LOCAL BOARD NO. 17, Defendant, Appellee.
No. 7740.
United States Court of Appeals, First Circuit.
April 29, 1971.
Gordon L. Doerfer, Nutter, McClennen & Fish, Boston, Mass., for appellant.
George V. Higgins, Asst. U.S. Atty., Boston, Mass., for appellee.
Before ALDRICH, Chief Judge, McENTEE and COFFIN, Circuit Judges.
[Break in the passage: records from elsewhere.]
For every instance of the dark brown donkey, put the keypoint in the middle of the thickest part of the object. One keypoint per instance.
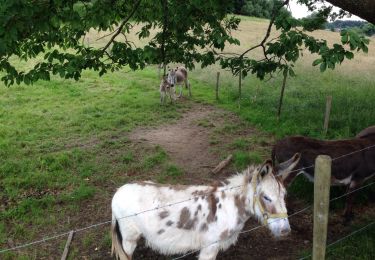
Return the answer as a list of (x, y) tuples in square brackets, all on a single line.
[(351, 170)]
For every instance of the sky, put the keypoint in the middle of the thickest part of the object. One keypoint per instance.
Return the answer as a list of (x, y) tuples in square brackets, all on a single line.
[(299, 11)]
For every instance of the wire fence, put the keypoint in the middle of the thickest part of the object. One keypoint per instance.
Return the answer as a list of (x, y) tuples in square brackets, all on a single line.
[(261, 226), (52, 237), (343, 238)]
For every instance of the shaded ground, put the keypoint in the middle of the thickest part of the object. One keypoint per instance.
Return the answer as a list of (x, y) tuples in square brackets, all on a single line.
[(186, 142)]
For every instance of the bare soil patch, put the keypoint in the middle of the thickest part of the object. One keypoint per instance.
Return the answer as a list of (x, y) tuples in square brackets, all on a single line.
[(197, 143)]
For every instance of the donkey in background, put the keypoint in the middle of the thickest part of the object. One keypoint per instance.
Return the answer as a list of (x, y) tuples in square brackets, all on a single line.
[(210, 221), (166, 89), (179, 76), (352, 170)]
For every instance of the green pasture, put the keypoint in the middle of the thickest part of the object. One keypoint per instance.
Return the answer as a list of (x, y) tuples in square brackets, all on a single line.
[(64, 143)]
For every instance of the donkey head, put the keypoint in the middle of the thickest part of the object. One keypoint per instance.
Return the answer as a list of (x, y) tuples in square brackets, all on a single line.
[(284, 169), (171, 77), (269, 198)]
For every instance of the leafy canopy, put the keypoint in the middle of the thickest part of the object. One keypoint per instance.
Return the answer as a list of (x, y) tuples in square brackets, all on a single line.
[(186, 32)]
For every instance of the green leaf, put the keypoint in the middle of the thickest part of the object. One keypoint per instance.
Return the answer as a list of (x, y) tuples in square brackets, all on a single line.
[(344, 38), (323, 67), (317, 61), (349, 55)]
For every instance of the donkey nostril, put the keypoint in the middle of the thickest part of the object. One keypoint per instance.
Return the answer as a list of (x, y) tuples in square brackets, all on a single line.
[(285, 231)]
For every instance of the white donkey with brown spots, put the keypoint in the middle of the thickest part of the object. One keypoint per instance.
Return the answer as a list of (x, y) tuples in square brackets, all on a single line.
[(179, 76), (206, 219), (166, 89)]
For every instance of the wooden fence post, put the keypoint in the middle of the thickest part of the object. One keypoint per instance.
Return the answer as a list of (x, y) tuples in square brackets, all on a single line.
[(327, 114), (217, 85), (66, 249), (239, 86), (322, 183)]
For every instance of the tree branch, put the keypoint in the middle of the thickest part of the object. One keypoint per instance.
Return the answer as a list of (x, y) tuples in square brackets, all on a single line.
[(261, 44), (119, 29)]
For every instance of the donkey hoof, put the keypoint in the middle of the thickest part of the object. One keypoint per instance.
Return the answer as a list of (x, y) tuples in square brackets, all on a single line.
[(348, 218)]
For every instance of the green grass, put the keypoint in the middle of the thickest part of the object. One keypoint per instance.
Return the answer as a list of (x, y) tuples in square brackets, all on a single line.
[(359, 246), (64, 143)]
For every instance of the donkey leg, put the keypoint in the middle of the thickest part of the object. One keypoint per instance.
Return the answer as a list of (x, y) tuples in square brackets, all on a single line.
[(209, 253), (130, 235), (348, 212), (180, 94), (188, 86)]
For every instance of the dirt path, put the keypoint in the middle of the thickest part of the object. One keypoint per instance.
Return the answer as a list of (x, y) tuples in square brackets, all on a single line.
[(186, 142)]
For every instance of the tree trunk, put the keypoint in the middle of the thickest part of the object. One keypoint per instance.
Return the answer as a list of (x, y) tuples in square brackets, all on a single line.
[(362, 8)]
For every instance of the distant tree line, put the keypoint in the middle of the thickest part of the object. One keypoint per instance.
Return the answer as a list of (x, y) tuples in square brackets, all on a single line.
[(257, 8), (360, 27)]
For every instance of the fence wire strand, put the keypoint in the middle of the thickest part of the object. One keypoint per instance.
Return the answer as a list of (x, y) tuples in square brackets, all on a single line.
[(343, 238), (48, 238)]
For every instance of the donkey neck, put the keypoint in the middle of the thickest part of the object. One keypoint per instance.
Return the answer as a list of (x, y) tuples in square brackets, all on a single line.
[(239, 187)]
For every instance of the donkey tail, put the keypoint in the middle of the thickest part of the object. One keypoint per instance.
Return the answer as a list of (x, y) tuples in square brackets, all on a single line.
[(117, 249), (273, 155)]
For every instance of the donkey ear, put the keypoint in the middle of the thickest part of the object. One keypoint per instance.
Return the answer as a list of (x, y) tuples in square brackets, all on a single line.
[(285, 168), (265, 169)]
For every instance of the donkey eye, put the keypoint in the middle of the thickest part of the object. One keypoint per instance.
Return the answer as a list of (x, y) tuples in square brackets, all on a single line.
[(267, 199)]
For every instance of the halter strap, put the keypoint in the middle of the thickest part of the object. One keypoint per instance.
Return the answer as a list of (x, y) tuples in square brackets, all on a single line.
[(256, 201)]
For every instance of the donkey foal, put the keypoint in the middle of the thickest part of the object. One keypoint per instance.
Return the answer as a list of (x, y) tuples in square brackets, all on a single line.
[(166, 89), (210, 221)]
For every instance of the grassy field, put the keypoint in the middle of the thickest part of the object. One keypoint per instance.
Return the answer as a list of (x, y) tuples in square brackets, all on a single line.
[(63, 143)]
MEMORANDUM and JUDGMENT PER CURIAM.
Subsequent to our decision in this case and before our disposition of a petition for rehearing, the Supreme Court announced its opinion in Ehlert v. United States, 402 U.S. 99, 91 S.Ct. 1319, 28 L.Ed.2d 625 (1971), holding that Selective Service Regulations bar presentation to local boards of claims of conscientious objection which allegedly crystallize between the mailing of a notice of induction and the scheduled induction date. The district court, 315 F.Supp. 1355, had granted preinduction review of local board decisions not to reopen registrants' classifications after just such a claim of late crystallization. Assuming the propriety of Board onsideration of such late claims, we nevertheless held that pre-induction review was not available in this case. Although we had indicated our approval of the late crystallization theory in United States v. Stoppelman, 406 F.2d 127, 131 n. 7 (1st Cir. 1969), cert. denied, 395 U.S. 981, 89 S.Ct. 2141, 23 L.Ed.2d 769 (1969), the Court has now rejected it, so far as Board action is concerned. There can be, therefore, no review, either before or after induction, of a local board decision not to reopen the classification of a registrant who asserts that his conscientious objection arose after receipt of his induction notice.
It is therefore ordered that out opinion in Lane v. Local Board No. 17, No. 7740 (1st Cir. Feb. 24, 1971) be withdrawn, the judgment of the district court reversed, and the case remanded to that court for an order dismissing the complaint for want of jurisdiction.